The first thing Don can do is re-frame the insult. He can call dropping the piano out of a 12th-story window something like “Piano Relocation”. The victims were accidentally hurt by PR. This sounds better than “They had a piano dropped on them from a 12th-story window”. This is a good-reframing as it almost sounds like a natural event, and does not imply any perpetrator. This insult re-framing will not work. Sometimes the insult is just so obvious or public that it impossible to gather up all the threads, put them in a jelly jar, and call it a modern tapestry. Re-framing the insult is always worthwhile, but it cannot be relied upon as a sole curative.

Don could also say: “Darn that pesky gravity!”

Don needs to re-frame the impact. The first step should include some accusation. “Why were you standing there?” This suggests that the people under the piano did something wrong.

Some of you are thinking that any conscious survivors would respond with: “We were prying lose twenty dollar bills; you yelled ‘FREE MONEY’ so we came over to get them.” This might appear to be damning evidence, but if the effected individuals are willing to debate the issue things can be made much less clear.

“You were trying to TAKE my money” Don can respond “I said this is ‘NOT free money, it is marking the impact point for a Piano Relocation’.”

Here Don blends moral accusations and lies to create a powerful new type of reality. The victims are actually thieves; don’t they deserve some divine retribution? They ignored warnings; should they also be liable for damage the piano suffered?

Personally I think lying ups the ante too far, but I don’t drop pianos on people. The liar risks getting caught in a lie. The exposure caused by being caught in a lie can translate to re-evaluations of other statements. You don’t want people to re-evaluate your re-framing while picturing you as a source of perjurously incorrect information. Life itself can be much easier if other people just don’t think too much about anything you do or say.

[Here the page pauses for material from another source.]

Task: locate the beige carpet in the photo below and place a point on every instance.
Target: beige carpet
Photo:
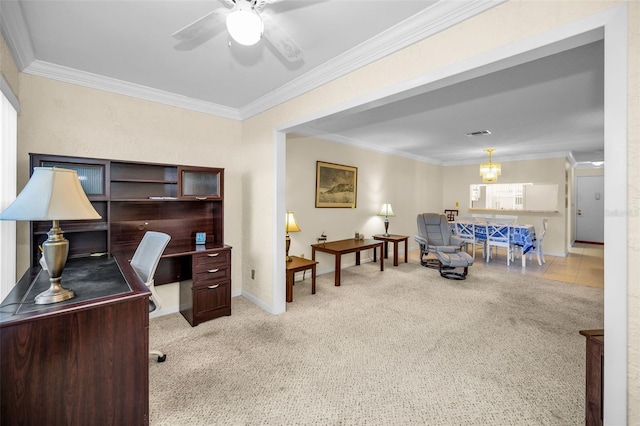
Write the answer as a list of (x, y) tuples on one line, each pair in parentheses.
[(403, 346)]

Of course the piano situation is so severe that the threat of dialog itself breaking down is highly likely. I would hope that it would be much more likely for someone to reply with a “Dude, you just dropped a piano on these people so just shut up”. Just like with re-framing the insult, the effectiveness of re-framing the impact is dependent on the severity of the situation. Piano-dropping is quite severe.

Luckily most insults are more insulting than life-threatening. In less severe situations one can pepper a response with ready re-framing phrases. One of my favorite is:

I’m sorry you feel that way

This statement is caring, and empathetic, diabetically sweet, and bears no relationship to almost any situation it is used in. You have feelings. I can see that you are a feeling human being. You are human. I am so sorry for you. Since this implies infallibility on the part of the apologizer it is sometimes called a ‘Papal apology’.

This marvelous statement can be made more effective still by removing the potentially humanizing reference to feelings. Feelings can be called miscommunication or misunderstandings. This makes it a clearer statement about your failure.

“I’m sorry that you misunderstood me”

The statement can be made even better by removing you from it altogether. Perhaps you could actually be “some people” or “people like you”. Personally I think the replacement of ‘you’ is a great opportunity to insert some choice adjectives, but be careful as extreme adjective misuse can quickly turn your audience unreceptive.

“I’m sorry that some ignorant troglodyte has misunderstood me”

Further refinements of impact re-framing statements can be used to craft apologies much more insulting than most typically-encountered primary insults.